Massive fish kill in Myrtle Beach in South Carolina and Galveston Bay in Texas

On August 17, 2012, all along the Myrtle Beach coast, beach-goers were finding mixed species of dead fish floating in the surf or washing up on shore - sting rays, pompanos, whitings, flounders... The fish did not have any obvious signs of trauma.



Phil Maier, director of Coastal Reserves and Outreach for DNR office in Charleston, said there were groups of dead fish found between 28th and 68th Avenues North Friday. He said that water conditions are right for Friday's fish kill to be caused by hypoxia, or low dissolved oxygen in the ocean. There have been light southwest winds, warm water and spring tides. Maier said it is very likely it was the dissolved oxygen levels that killed the fish, but DNR, the Department of Health and Environmental Controls and scientist at Coastal Carolina University continue to take samples and investigate the cause. Another possible reason is the red tide.

The occurrence of red tides in some locations appear to be entirely natural (algal blooms are a seasonal occurrence resulting from coastal upwelling, a natural result of the movement of certain ocean currents) while in others they appear to be a result of increased nutrient loading from human activities. Other factors such as iron-rich dust influx from large desert areas such as the Saharan desert are thought to play a major role in causing red tides.

Red tide is also potentially harmful to human health. Humans can become seriously ill from eating oysters and other shellfish contaminated with red tide toxin.
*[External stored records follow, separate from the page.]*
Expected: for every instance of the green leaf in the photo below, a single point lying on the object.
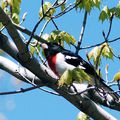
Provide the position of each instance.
(47, 6)
(95, 54)
(80, 75)
(1, 25)
(57, 36)
(67, 37)
(107, 51)
(117, 77)
(66, 78)
(88, 5)
(104, 14)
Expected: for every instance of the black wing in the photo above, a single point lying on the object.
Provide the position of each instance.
(76, 60)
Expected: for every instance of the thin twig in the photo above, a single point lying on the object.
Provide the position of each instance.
(67, 9)
(32, 83)
(55, 24)
(45, 25)
(21, 90)
(110, 27)
(91, 46)
(82, 33)
(79, 93)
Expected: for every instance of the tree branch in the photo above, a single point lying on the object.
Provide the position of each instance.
(83, 103)
(82, 33)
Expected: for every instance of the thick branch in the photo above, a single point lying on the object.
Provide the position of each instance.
(82, 33)
(81, 102)
(17, 71)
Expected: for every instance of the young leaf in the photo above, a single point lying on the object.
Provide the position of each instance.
(66, 78)
(46, 10)
(61, 36)
(95, 54)
(107, 51)
(117, 77)
(80, 76)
Red tide algal bloom can potentially cause eye and respiratory irritation (coughing, sneezing, tearing, and itching) to beachgoers, boaters and coastal residents. People with severe or persistent respiratory conditions (such as chronic lung disease or asthma) may experience stronger adverse reactions.

Red tide killed more than million fish in Galveston Bay, Texas

Wildlife officials estimate more than a million fish have been killed in Southeast Texas by the algae bloom known as red tide. The Texas Parks and Wildlife Department offered the estimate after a flyover on August 16 in the Galveston area.Tens of thousands of dead fish began washing up on beaches last weekend. Water samples collected Monday confirmed the red tide at various sites in Galveston Bay. Parts of Galveston Bay have been closed to shellfish harvesting because of the algae bloom, which can cause respiratory problems.



The human health effects associated with eating brevetoxin-tainted shellfish are well documented. However, scientists know little about how other types of environmental exposures to brevetoxin—such as breathing the air near red tides or swimming in red tides—may affect humans.

In large concentrations, the algal bloom becomes visible as a brown or red discoloration floating on the surface waters. No visible blooms have been reported though biologists did observe one area of discolored water in Keller Bay near the Alcoa plant and around Aransas Bay.

Red tides in the Gulf of Mexico are mainly a result of high concentrations of Karenia brevis, a microscopic marine algae that occurs naturally but normally in lower concentrations. In high concentrations, its toxin paralyzes the central nervous system of fish so they cannot breathe. Dense concentrations appear as discolored water, often reddish in color. It is a natural phenomenon, but the exact cause or combination of factors that result in a red tide outbreak are unknown.